Opposite of long-term goals are short-term goals. These are goals that you want to achieve in the near future; this week, month or year.
Aside from the different types of goals are different categories of goals. You can have financial goals, relationship goals, fitness goals and more. I’m sure you can guess what kind of goals I am going to talk about.
Before I move on I want to mention that you shouldn’t have too many goals going at the same time. Some people will say no more than 3 goals at once, while others will say up to 7 and everywhere in-between. It’s up to you how much you think you can handle, but you don’t want to overwhelm yourself.
If you really want to make progress with your fitness then you have to set goals! SMART goals are the best (Specific, Measurable, Realistic, and Time-bound.)
Saying that you want to back squat 300lbs by the end of the year when your current PR is 200lbs or saying that you want to RX Fran, but are unable to do even one strict pull-up are not very realistic goals.
Goals need to be achievable in the time frame that you give yourself or you will end up getting discouraged and will fall off the wagon.
If you are not sure what some realistic goals are for you, then talk to a coach. We can help you decide on good, achievable goals for you personally.
This biggest mistake I see with goals, and the main point that I really want to get through to everyone reading this is to focus on the process, not the outcome. Another way to say it is to focus on the journey, not the destination. But what the heck does that even mean?
Let’s say your goal is to link together kipping pull-ups, but right now you struggle with strict pull-ups.
Don’t come into the gym every day, jump up on the rig and try to do kipping pull-ups, this is not going to help you.
It’s my general rule of thumb that you should be able to do 5 strict pull-ups before even attempting kipping pull-ups.
So, you might make kipping pull-ups a long-term goal while making strict pull-ups a short-term goal.
Still, you don’t want to focus on strict pull-ups.
You’ll want to focus on the things that will help you achieve strict pull-ups.
Getting stronger and losing weight are the two biggest things that will help you with pull-ups.
To get stronger, the first thing you should focus on is making it to the gym on a regular basis. Also doing some extra strength work before or after class is a good start, as well as completing the extra credit work.
The thing that will help the majority of us the most, in all aspects of life (especially pull-ups and all bodyweight exercises) is weight loss.

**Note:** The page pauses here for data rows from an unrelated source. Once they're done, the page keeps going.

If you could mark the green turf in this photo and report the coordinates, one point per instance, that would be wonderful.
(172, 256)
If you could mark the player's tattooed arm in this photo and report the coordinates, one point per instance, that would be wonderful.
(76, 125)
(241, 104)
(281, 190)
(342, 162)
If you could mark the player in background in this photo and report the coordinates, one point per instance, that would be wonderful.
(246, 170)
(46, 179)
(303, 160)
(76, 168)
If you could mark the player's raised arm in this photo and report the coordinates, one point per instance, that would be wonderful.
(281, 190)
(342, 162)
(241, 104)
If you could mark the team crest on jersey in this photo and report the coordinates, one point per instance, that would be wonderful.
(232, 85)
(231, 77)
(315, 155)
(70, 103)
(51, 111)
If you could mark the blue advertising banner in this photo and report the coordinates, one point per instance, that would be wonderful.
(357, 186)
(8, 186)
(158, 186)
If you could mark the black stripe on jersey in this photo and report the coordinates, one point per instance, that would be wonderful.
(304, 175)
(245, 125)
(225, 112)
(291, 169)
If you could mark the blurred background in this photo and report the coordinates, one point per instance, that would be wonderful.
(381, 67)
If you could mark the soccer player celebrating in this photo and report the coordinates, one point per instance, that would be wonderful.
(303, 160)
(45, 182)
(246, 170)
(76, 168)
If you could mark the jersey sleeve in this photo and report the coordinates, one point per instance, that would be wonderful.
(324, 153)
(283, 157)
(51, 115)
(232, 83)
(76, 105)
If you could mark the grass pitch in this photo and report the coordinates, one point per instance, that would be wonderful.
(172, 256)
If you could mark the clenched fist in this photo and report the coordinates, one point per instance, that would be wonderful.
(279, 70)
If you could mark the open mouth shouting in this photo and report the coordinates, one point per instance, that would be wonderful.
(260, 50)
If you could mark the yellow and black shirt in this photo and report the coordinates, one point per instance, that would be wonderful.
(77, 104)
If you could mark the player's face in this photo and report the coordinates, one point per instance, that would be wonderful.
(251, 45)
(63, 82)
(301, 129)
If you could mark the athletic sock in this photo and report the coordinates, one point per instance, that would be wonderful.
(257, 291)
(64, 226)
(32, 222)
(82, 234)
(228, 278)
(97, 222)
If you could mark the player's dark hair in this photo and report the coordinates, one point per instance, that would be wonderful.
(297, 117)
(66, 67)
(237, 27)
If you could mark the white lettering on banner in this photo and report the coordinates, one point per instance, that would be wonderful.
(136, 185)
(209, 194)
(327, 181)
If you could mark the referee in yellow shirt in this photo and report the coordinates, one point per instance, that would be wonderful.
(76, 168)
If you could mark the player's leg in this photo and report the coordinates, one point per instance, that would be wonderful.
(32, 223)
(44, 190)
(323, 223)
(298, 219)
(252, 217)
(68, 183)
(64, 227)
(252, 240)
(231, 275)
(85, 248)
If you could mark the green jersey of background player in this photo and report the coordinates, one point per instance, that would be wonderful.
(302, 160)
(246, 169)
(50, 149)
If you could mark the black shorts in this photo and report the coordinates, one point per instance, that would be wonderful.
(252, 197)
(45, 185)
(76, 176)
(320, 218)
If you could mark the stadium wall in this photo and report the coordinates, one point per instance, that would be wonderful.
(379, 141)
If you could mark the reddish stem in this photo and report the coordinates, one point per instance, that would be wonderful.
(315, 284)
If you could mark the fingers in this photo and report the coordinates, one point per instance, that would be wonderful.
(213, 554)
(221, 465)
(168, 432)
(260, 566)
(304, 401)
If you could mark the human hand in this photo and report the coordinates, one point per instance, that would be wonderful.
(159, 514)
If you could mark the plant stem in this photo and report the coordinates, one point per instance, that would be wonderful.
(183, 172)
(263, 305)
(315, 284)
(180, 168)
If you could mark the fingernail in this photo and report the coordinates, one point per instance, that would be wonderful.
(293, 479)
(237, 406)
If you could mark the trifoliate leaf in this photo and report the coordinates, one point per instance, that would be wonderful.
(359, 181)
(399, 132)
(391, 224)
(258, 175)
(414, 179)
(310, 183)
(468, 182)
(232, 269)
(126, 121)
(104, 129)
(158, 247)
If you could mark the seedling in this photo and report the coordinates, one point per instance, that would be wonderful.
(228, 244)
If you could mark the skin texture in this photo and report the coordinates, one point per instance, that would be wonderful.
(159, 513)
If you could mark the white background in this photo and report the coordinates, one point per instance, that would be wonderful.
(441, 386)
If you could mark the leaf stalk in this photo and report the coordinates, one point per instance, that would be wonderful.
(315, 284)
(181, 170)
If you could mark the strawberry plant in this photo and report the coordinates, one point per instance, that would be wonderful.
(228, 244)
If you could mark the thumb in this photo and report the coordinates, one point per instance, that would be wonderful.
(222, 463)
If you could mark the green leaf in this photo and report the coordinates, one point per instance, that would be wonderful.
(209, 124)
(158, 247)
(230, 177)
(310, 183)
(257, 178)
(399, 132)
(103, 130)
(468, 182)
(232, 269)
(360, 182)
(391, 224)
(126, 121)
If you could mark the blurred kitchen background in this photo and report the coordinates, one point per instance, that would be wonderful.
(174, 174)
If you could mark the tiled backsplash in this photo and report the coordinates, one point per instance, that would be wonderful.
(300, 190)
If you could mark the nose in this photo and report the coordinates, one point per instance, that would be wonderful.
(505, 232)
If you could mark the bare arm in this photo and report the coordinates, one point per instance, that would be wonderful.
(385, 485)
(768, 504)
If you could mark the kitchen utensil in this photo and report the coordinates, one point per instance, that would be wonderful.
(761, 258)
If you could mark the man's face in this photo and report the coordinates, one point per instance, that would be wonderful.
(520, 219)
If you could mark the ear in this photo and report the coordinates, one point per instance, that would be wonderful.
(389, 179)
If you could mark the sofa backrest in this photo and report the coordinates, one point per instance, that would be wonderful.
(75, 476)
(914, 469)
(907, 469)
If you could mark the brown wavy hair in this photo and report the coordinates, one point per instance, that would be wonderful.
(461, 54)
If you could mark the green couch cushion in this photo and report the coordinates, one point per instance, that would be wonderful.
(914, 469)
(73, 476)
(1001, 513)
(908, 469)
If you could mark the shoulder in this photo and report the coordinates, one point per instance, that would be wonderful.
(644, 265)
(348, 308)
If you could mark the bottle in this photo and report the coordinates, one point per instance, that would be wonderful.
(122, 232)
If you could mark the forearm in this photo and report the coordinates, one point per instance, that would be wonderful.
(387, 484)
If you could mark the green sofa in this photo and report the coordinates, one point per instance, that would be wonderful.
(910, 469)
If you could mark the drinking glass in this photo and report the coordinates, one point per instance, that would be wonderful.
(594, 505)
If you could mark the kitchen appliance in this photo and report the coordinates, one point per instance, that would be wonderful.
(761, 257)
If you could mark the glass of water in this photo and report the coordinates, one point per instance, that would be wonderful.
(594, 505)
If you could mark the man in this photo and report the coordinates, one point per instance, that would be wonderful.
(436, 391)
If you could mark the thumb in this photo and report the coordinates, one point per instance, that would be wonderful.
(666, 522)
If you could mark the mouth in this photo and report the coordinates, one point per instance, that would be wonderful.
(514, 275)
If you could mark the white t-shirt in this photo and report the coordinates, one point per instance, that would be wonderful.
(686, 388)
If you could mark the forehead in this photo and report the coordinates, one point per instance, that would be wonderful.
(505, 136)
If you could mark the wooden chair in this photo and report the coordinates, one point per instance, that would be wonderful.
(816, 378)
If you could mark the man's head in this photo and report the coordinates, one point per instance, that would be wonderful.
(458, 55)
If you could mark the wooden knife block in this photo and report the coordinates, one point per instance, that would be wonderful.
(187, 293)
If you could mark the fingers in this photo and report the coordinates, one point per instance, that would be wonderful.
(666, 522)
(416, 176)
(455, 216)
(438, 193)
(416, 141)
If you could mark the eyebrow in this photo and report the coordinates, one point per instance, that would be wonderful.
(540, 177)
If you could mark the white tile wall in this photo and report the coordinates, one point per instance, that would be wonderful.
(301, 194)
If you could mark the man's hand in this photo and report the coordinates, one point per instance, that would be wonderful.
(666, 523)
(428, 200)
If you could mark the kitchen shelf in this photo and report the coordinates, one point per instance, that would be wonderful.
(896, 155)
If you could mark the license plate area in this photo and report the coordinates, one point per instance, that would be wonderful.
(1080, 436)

Losing just 10lbs can have a dramatic effect on your bodyweight movements and your conditioning in general.
But again, you don’t want to focus on just losing 10, 20 or 30lbs.
You want to focus on the things that will allow you to achieve that.

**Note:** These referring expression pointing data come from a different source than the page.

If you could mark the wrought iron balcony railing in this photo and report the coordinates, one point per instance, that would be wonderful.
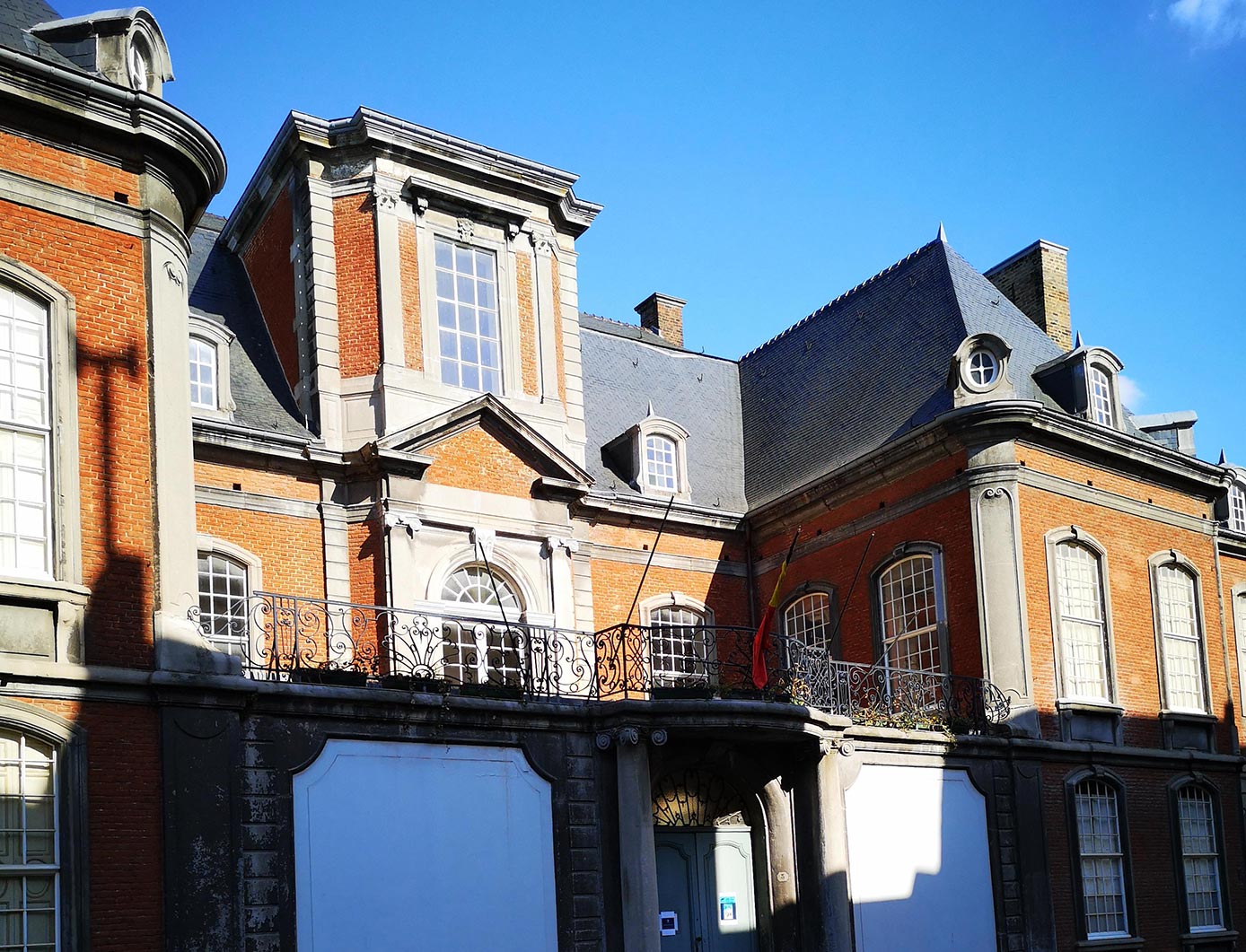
(314, 641)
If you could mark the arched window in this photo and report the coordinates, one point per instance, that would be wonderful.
(661, 462)
(29, 843)
(1101, 401)
(1180, 633)
(1200, 859)
(1083, 628)
(474, 585)
(1237, 507)
(224, 611)
(203, 374)
(912, 615)
(809, 619)
(482, 648)
(1101, 866)
(25, 436)
(678, 644)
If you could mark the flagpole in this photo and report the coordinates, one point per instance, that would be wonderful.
(648, 563)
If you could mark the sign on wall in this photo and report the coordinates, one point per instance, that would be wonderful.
(401, 845)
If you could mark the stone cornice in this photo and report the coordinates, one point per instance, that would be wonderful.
(171, 138)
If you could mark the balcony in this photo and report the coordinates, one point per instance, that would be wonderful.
(286, 638)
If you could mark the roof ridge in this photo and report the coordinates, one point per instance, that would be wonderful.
(831, 303)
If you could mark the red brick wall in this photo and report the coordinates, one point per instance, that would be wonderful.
(1130, 541)
(291, 548)
(354, 236)
(124, 792)
(267, 259)
(413, 323)
(103, 272)
(1152, 849)
(48, 163)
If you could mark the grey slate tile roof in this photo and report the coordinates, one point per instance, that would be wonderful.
(16, 16)
(626, 368)
(221, 292)
(873, 365)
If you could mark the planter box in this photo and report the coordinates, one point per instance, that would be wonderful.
(329, 677)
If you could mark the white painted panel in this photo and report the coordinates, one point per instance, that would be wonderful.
(415, 846)
(918, 860)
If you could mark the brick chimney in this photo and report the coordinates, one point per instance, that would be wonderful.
(664, 317)
(1037, 281)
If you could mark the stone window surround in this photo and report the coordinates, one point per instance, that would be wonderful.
(899, 552)
(218, 338)
(808, 589)
(1118, 785)
(63, 595)
(70, 743)
(1075, 534)
(1154, 563)
(1174, 789)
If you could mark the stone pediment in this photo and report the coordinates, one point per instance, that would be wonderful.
(484, 445)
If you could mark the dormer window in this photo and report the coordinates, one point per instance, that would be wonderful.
(208, 354)
(1237, 507)
(661, 464)
(1101, 397)
(469, 336)
(203, 374)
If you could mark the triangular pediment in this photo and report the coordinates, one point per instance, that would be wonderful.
(485, 444)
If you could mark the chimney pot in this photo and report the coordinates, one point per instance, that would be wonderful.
(664, 317)
(1037, 281)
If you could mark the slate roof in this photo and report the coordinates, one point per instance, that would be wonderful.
(873, 365)
(16, 16)
(626, 368)
(221, 292)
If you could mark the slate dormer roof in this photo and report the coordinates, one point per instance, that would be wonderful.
(221, 293)
(16, 18)
(873, 365)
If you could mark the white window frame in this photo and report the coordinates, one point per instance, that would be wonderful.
(886, 646)
(218, 338)
(1085, 792)
(445, 220)
(1237, 506)
(1060, 621)
(254, 650)
(1188, 856)
(703, 663)
(1166, 634)
(61, 582)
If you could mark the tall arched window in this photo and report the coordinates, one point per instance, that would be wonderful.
(809, 619)
(485, 646)
(1180, 633)
(678, 644)
(912, 615)
(1083, 627)
(29, 843)
(25, 436)
(1101, 859)
(224, 586)
(1200, 859)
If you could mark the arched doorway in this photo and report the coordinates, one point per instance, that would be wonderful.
(706, 900)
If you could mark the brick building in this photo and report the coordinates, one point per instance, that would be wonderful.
(359, 590)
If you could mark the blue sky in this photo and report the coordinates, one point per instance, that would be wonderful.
(759, 160)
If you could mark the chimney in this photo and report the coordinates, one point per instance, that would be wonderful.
(664, 317)
(1037, 281)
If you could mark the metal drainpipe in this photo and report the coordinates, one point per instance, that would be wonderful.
(749, 574)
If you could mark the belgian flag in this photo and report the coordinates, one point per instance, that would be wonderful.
(761, 641)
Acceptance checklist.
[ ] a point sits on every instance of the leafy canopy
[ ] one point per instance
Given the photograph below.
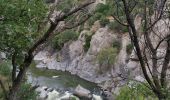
(21, 19)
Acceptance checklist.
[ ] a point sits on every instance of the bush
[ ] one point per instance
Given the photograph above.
(59, 40)
(106, 59)
(129, 48)
(115, 26)
(117, 45)
(94, 18)
(135, 91)
(26, 92)
(87, 44)
(104, 21)
(5, 68)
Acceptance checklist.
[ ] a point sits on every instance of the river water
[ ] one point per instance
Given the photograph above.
(59, 80)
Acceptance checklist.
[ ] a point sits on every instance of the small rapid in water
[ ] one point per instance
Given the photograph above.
(60, 81)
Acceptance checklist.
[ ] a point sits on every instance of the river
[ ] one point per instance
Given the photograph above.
(58, 80)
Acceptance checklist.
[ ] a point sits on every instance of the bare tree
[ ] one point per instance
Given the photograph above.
(148, 51)
(54, 27)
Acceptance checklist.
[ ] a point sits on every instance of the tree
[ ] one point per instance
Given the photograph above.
(25, 26)
(154, 12)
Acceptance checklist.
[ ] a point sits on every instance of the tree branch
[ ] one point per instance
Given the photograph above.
(165, 64)
(14, 66)
(3, 89)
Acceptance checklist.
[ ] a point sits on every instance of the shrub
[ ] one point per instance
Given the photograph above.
(87, 44)
(115, 26)
(117, 45)
(102, 8)
(94, 18)
(26, 92)
(104, 21)
(129, 48)
(5, 68)
(59, 40)
(106, 59)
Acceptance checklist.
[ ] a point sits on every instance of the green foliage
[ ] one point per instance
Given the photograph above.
(59, 40)
(94, 18)
(129, 48)
(5, 68)
(117, 45)
(26, 92)
(102, 8)
(87, 44)
(106, 59)
(101, 12)
(104, 21)
(66, 5)
(21, 20)
(115, 26)
(135, 91)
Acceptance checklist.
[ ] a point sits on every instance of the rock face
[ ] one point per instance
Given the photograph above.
(74, 59)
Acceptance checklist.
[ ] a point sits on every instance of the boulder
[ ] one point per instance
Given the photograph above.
(82, 92)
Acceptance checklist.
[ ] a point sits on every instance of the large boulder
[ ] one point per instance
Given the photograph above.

Focus on making good food choices on a day to day basis.
Focus on making it to the gym and pushing yourself outside your comfort zone.
Don’t think about losing the weight, that is the hard part.

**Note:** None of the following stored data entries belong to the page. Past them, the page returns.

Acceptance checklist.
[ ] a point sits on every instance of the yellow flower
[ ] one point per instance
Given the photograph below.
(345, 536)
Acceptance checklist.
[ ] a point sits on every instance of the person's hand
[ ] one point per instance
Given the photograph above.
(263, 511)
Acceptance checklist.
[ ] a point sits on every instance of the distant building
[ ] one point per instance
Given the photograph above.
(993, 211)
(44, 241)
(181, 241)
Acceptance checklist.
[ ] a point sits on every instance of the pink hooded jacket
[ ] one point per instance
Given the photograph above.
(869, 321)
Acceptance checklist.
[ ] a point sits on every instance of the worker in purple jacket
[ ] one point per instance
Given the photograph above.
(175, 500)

Focus on the "easier" things like coming to the gym and making good food choices one meal at a time. If you do these “easier” things on a regular basis then the weight loss will eventually come.
What I want everyone to take away from this is that if you truly want results, then you need to come up with a realistic set of goals.
And that once you have these goals, you need to break them down into smaller steps that you focus on and tackle one at a time.
I’m sure many of you have heard me say “baby steps” at least once.
I first heard this term from the move “What about Bob” and it has stuck with me my entire life.
Everybody wants the end result and they want it now.
I know it’s hard to believe this day in age, but not everything works that way, especially fitness and weight loss.
If you want to be able to do pull-ups or lose 20lbs, don’t try jumping to the next floor, take the steps one at a time.